L’arrivée de l’extrême droite au pouvoir à Ninove est un signal d’alarme pour tou.te.s les antifascistes. C’est aussi un danger évident pour toutes les personnes perçues comme étrangères ou d’origine étrangère. Allons-nous laisser l’aliénation causée par des années de politiques antisociales et la colère qu’elles suscitent être exploitées par des partis qui ne font qu’alimenter la haine de l’autre et la discorde ? Ou allons-nous organiser une résistance sérieuse aux mesures antisociales à tous les niveaux de pouvoir, couplée à un effort antifasciste à Ninove et dans la région de la Dendre ? Cela peut se faire en scrutant systématiquement les politiques locales, en rassemblant toutes les victimes des politiques de droite, les jeunes, les personnes opprimées et toutes les personnes exploitées aux côtés de syndicalistes, en renforçant les initiatives locales et en développant des campagnes qui soulignent les intérêts de la classe travailleuse dans toute sa diversité.

Du côté francophone, l’extrême droite dispose d’un élu sur une liste de “Chez Nous”, à Mouscron. En 2018, l’extrême droite francophone était représentée par quatre formations et une centaine de listes dans des dizaines de communes, avec 13 élus dans 10 communes. En 2024, il y a eu 6 listes péniblement constituées et au final des échecs à Liège, Amay et même Fleurus où Nicotra a échoué à se faire réélire. Cela s’explique notamment par la trumpisation du MR, le parti servant notamment de refuge pour diverses figures d’extrême droite, mais aussi par l’activité conséquente des divers réseaux et groupes antifascistes qui ont largement contribué à bloquer l’essor d’initiatives d’extrême droite. La dynamique de la Coordination Antifasciste de Belgique (CAB) renforce très clairement cela. 
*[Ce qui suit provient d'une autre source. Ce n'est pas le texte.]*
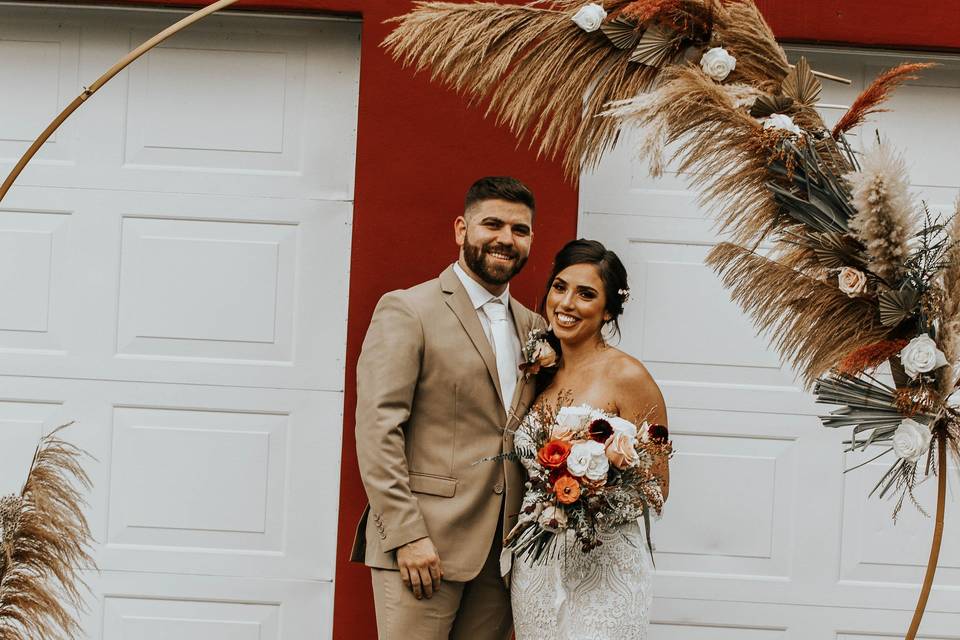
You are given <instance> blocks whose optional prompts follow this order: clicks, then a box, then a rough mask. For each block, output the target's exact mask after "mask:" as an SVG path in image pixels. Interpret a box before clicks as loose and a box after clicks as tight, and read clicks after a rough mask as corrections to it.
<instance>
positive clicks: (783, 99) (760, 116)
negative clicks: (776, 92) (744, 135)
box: [750, 94, 793, 118]
mask: <svg viewBox="0 0 960 640" xmlns="http://www.w3.org/2000/svg"><path fill="white" fill-rule="evenodd" d="M792 109H793V98H791V97H790V96H770V95H766V94H764V95H762V96H760V97H759V98H757V100H756V102H754V103H753V106H752V107H750V115H752V116H753V117H754V118H766V117H767V116H772V115H773V114H775V113H789V112H790V111H791V110H792Z"/></svg>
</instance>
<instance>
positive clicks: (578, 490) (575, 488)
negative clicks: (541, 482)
mask: <svg viewBox="0 0 960 640" xmlns="http://www.w3.org/2000/svg"><path fill="white" fill-rule="evenodd" d="M553 492H554V493H555V494H557V502H559V503H560V504H573V503H574V502H576V501H577V500H579V499H580V483H579V482H577V480H576V479H575V478H574V477H573V476H570V475H563V476H560V478H559V479H557V481H556V482H555V483H554V484H553Z"/></svg>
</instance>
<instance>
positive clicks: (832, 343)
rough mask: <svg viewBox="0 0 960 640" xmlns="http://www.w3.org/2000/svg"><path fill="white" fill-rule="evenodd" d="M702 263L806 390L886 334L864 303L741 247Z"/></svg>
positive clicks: (729, 244) (725, 244) (738, 246)
mask: <svg viewBox="0 0 960 640" xmlns="http://www.w3.org/2000/svg"><path fill="white" fill-rule="evenodd" d="M706 263H707V264H708V265H709V266H711V267H713V268H714V269H715V270H716V271H717V272H718V273H719V274H720V277H721V279H722V281H723V284H724V286H726V287H728V288H729V289H730V290H731V293H730V295H731V297H732V298H733V299H734V300H736V301H737V303H738V304H739V305H740V307H741V308H743V310H744V311H745V312H746V313H748V314H749V315H750V316H751V317H752V318H753V321H754V323H755V324H756V325H757V326H758V327H760V328H762V329H765V330H766V331H768V332H769V333H770V336H771V342H772V343H773V344H774V345H775V346H776V348H777V350H778V351H779V352H780V354H781V355H782V356H783V357H784V358H785V359H786V360H788V361H790V363H791V364H792V365H793V366H794V367H795V368H796V369H797V371H798V372H799V373H800V375H801V377H802V378H803V380H804V382H805V383H806V384H808V385H811V384H813V382H814V381H815V380H816V378H817V377H818V376H820V375H822V374H824V373H826V372H827V371H829V370H830V369H831V368H832V367H833V366H834V364H835V363H837V362H838V361H840V360H841V359H842V358H843V356H845V355H846V354H848V353H850V352H851V351H853V350H854V349H857V348H859V347H861V346H863V345H865V344H869V343H873V342H877V341H879V340H882V339H883V338H885V337H886V334H887V332H888V331H887V329H886V328H885V327H883V325H881V324H880V322H879V319H878V318H877V314H876V308H875V307H874V306H873V305H872V304H870V303H869V302H868V301H866V300H864V299H863V298H850V297H848V296H847V295H845V294H843V293H842V292H840V291H839V290H838V289H837V288H836V287H835V286H833V285H831V284H827V283H825V282H821V281H819V280H815V279H813V278H811V277H809V276H806V275H804V274H802V273H800V272H798V271H796V270H794V269H791V268H790V267H787V266H784V265H782V264H780V263H778V262H775V261H773V260H770V259H768V258H765V257H763V256H761V255H758V254H756V253H754V252H752V251H749V250H748V249H745V248H743V247H739V246H737V245H735V244H731V243H726V242H724V243H721V244H719V245H717V246H716V247H715V248H714V249H713V251H711V252H710V255H709V256H707V260H706Z"/></svg>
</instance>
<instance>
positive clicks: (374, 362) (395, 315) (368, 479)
mask: <svg viewBox="0 0 960 640" xmlns="http://www.w3.org/2000/svg"><path fill="white" fill-rule="evenodd" d="M422 357H423V326H422V324H421V322H420V318H419V316H418V315H417V313H416V312H415V311H414V310H413V309H412V308H411V307H410V305H409V304H408V303H406V302H405V301H404V300H403V298H402V297H401V296H400V295H398V294H397V293H388V294H386V295H385V296H383V298H381V299H380V302H379V303H378V304H377V308H376V310H375V311H374V312H373V318H372V320H371V321H370V327H369V328H368V329H367V335H366V338H364V341H363V347H362V349H361V352H360V359H359V360H358V362H357V421H356V439H357V460H358V462H359V464H360V475H361V477H362V478H363V485H364V488H365V489H366V492H367V498H368V499H369V501H370V512H371V517H372V518H373V519H374V521H375V522H376V523H377V528H378V529H379V531H380V538H381V544H380V546H381V549H382V550H383V551H384V552H386V551H391V550H394V549H397V548H398V547H401V546H403V545H405V544H407V543H408V542H413V541H414V540H418V539H420V538H424V537H427V536H428V535H429V534H428V532H427V526H426V523H425V522H424V520H423V516H422V515H421V513H420V506H419V503H418V502H417V499H416V498H415V497H414V496H413V494H412V493H411V492H410V476H409V471H408V468H407V458H406V452H405V450H404V441H405V435H404V429H405V427H406V423H407V420H408V419H409V418H410V412H411V409H412V406H413V398H414V393H415V391H416V387H417V381H418V379H419V377H420V364H421V361H422Z"/></svg>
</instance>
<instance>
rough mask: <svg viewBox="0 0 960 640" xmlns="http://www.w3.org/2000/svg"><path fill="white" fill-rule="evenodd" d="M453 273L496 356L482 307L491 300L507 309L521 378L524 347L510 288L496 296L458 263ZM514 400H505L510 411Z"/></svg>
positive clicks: (496, 348)
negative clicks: (501, 303)
mask: <svg viewBox="0 0 960 640" xmlns="http://www.w3.org/2000/svg"><path fill="white" fill-rule="evenodd" d="M453 272H454V273H456V274H457V277H458V278H460V282H461V283H463V288H464V289H466V290H467V295H468V296H469V297H470V302H471V303H472V304H473V308H474V310H476V312H477V317H478V318H479V319H480V324H481V326H483V333H484V334H485V335H486V336H487V340H489V341H490V347H491V348H492V349H493V352H494V354H495V355H496V352H497V347H496V343H495V342H494V339H493V332H492V331H491V329H490V318H488V317H487V314H486V313H485V312H484V311H483V309H482V307H483V305H485V304H486V303H488V302H490V301H491V300H496V299H499V300H500V301H501V302H502V303H503V305H504V307H505V308H506V309H507V322H508V323H509V325H510V329H511V332H510V335H511V336H512V338H513V340H512V341H511V342H512V344H511V345H510V346H511V347H512V349H511V350H512V352H513V353H511V354H510V359H511V360H512V361H513V362H515V363H516V367H515V368H514V370H513V375H514V376H519V373H520V358H521V356H522V346H521V344H520V338H519V336H517V325H516V323H515V322H514V320H513V314H512V313H510V287H509V286H507V288H506V290H504V292H503V293H501V294H500V295H499V296H495V295H493V294H492V293H490V292H489V291H487V290H486V289H484V288H483V285H481V284H480V283H479V282H477V281H476V280H474V279H473V278H471V277H470V276H469V275H467V272H466V271H464V270H463V269H462V268H461V267H460V265H459V264H458V263H454V264H453ZM498 373H499V372H498ZM512 400H513V398H503V405H504V407H506V408H507V410H508V411H509V409H510V403H511V402H512Z"/></svg>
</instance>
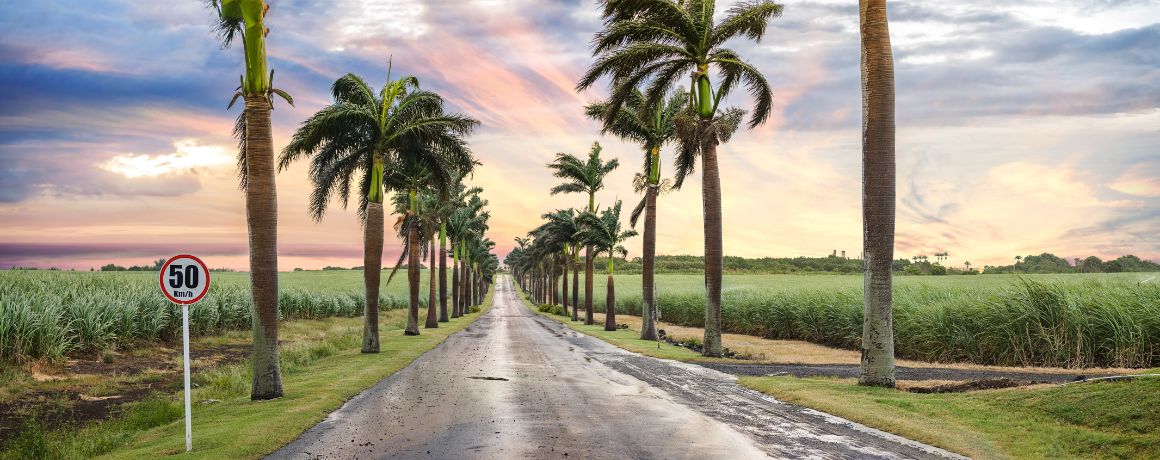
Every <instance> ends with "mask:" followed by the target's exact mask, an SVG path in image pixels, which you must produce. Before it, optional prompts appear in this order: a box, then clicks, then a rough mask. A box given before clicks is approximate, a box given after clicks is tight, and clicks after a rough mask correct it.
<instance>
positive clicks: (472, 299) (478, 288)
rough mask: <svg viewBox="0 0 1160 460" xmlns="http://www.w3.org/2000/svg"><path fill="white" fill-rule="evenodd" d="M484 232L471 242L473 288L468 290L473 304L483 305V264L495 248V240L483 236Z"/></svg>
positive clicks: (471, 263) (478, 234) (472, 281)
mask: <svg viewBox="0 0 1160 460" xmlns="http://www.w3.org/2000/svg"><path fill="white" fill-rule="evenodd" d="M481 235H483V233H479V234H478V235H476V236H477V238H473V239H472V240H471V241H470V243H469V248H470V250H471V266H470V269H471V290H469V291H467V292H469V293H470V294H471V297H472V299H471V305H472V306H483V304H484V294H485V293H486V292H484V285H483V280H484V278H483V270H481V268H483V265H484V264H485V263H486V260H487V258H488V255H491V254H492V249H494V248H495V242H494V241H492V240H488V239H486V238H481Z"/></svg>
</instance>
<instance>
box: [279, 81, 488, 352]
mask: <svg viewBox="0 0 1160 460" xmlns="http://www.w3.org/2000/svg"><path fill="white" fill-rule="evenodd" d="M390 72H391V71H390V68H389V70H387V83H386V85H385V86H384V88H383V89H382V92H378V93H376V92H375V90H374V89H372V88H371V87H370V86H369V85H367V82H365V81H363V79H362V78H360V76H358V75H355V74H353V73H348V74H346V75H343V76H341V78H339V79H338V80H335V82H334V85H333V86H332V87H331V93H332V95H333V96H334V103H332V104H331V105H327V107H325V108H322V109H321V110H319V111H318V112H317V114H314V115H312V116H311V117H310V118H307V119H306V121H305V122H303V124H302V126H300V127H299V129H298V131H297V132H295V134H293V138H291V140H290V144H289V145H287V147H285V148H284V149H283V151H282V156H281V158H280V159H278V167H280V168H283V169H284V168H287V167H289V166H290V163H292V162H293V161H295V160H297V159H299V158H311V167H310V178H311V183H312V185H313V190H312V192H311V197H310V212H311V216H312V217H313V218H314V220H316V221H317V220H321V219H322V216H324V214H325V213H326V209H327V205H328V203H329V200H331V199H339V200H340V203H341V204H342V206H343V207H346V206H347V204H348V203H349V200H350V188H351V182H354V181H356V180H357V181H358V190H360V195H358V199H360V202H361V203H360V204H361V205H360V206H358V210H360V218H361V219H362V220H363V225H364V227H363V228H364V233H363V282H364V286H365V294H367V304H365V305H367V309H365V321H364V328H363V343H362V351H363V352H364V353H377V352H378V351H379V334H378V292H379V280H380V270H382V265H383V238H384V228H383V199H384V194H385V190H386V187H387V185H391V184H387V183H385V182H384V180H385V178H389V177H387V176H386V174H389V173H392V171H397V170H415V169H421V168H428V169H430V174H429V180H430V181H432V182H433V183H438V184H445V183H448V182H450V181H451V178H450V176H451V175H452V170H454V169H455V168H452V167H449V166H455V167H458V168H459V169H469V168H470V166H471V165H472V162H471V159H470V152H467V151H466V147H465V146H464V145H463V140H462V138H463V137H464V136H466V134H467V133H470V132H471V130H473V129H474V127H476V126H477V125H478V124H479V122H477V121H474V119H471V118H469V117H466V116H463V115H458V114H451V115H448V114H445V112H444V110H443V98H442V97H440V96H438V95H437V94H435V93H432V92H426V90H422V89H420V88H419V80H418V79H415V78H414V76H403V78H400V79H397V80H391V76H390ZM420 147H422V148H420ZM394 175H396V176H398V175H399V174H394ZM397 182H398V181H397ZM445 188H447V187H437V189H445Z"/></svg>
Face à la consolidation de l’Arizona, place à la lutte dans la rue

De Wever a triomphé une fois de plus à Anvers. Avec 37%, il a maintenu son challenger Jos D’Haese (PTB) loin derrière à la deuxième place. La N-VA reste aux commandes à Anvers dans une coalition avec Vooruit, qui semble s’y être confortablement habitué. Il est excessivement embarrassant qu’une partie de la direction de de la FGTB d’Anvers se soit lancée à corps perdu dans la campagne de Vooruit et ait même été candidate pour ce parti, tandis que Vooruit a fait le lit de De Wever aux niveaux local, régional et fédéral. Vooruit préfère appliquer des politiques de droite avec la N-VA plutôt que d’envisager une coalition progressiste. Même en ce qui concerne le conseil de district anversois de Borgerhout – où figure le PTB avec Groen et Vooruit, les trois formations ayant obtenu 67% des voix – pour la députée européenne Vooruit Kathleen Van Brempt, il ne saurait être question d’un conseil de district « en opposition avec le conseil communal ». La participation des dirigeant.e.s de la FGTB à la campagne de Vooruit n’est d’aucune aide pour organiser l’opposition au prochain gouvernement Arizona. Quelle explication vont-ils et elles donner aux personnes qui perdront bientôt leurs allocations de chômage ? Aux travailleur.euse.s qui devront faire face à de nouvelles attaques contre leurs pensions et leurs salaires ? Ou aux jeunes qui ne trouvent pas de logement abordable parce que ce sont les désirs des magnats de l’immobilier qui font loi ?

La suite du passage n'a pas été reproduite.